Hi I am configuring the PVE firewall this afternoon, but I don't get some things. There are firewall rules in Datacenter, in Nodes (the cluster nodes) and in VMs. Is there a cascade working? Eg, are the rules in Datacenter also applicable on the Nodes? When I eg. set a Disable SSH rule in Datacenter, is SSH then blocked on all the Nodes and on all the VMs? When I disable the Datacenter firewall, is the firewall on the Nodes and VMs still active? I have a PVE cluster with 3 Nodes. On each node, I have these networks: 10.0.1.0/24 - management network 10.0.2.0/24 - corosync network 10.0.3.0/24 - ceph public network (with a separated Ceph cluster) 10.0.4.0/24 - VM network Where do I set my SSH rules to only allow SSH from Management network to the Nodes? On the Datacenter? Or on the Nodes? Where do I set the ports used by the PVE cluster, like 8006, 5900-5999, 111, 5404 and 5405? Thanks and all the best for 2019!

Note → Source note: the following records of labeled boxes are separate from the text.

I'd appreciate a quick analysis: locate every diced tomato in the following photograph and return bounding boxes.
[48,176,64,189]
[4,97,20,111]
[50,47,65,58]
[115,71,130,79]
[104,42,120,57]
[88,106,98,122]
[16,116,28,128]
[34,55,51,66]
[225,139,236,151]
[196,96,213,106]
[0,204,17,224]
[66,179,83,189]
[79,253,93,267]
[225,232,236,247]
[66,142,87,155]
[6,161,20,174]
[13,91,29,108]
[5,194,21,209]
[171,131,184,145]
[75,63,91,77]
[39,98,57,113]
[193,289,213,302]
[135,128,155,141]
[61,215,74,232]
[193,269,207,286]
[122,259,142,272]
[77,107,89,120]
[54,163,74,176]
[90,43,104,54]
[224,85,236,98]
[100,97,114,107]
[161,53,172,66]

ad 1 and 2.) Yes ad 3.) No As you like, if you set it on Datacenter it has affect for all Nodes (see also above)
I do something wrong, this doesn't work. At the Datacenter-level, I create one rule: Inbound Allow SSH (no interface, no source, no dest). I don't do anything on Node or VM level. When I enable the firewall, I got locked out and the cluster goes down.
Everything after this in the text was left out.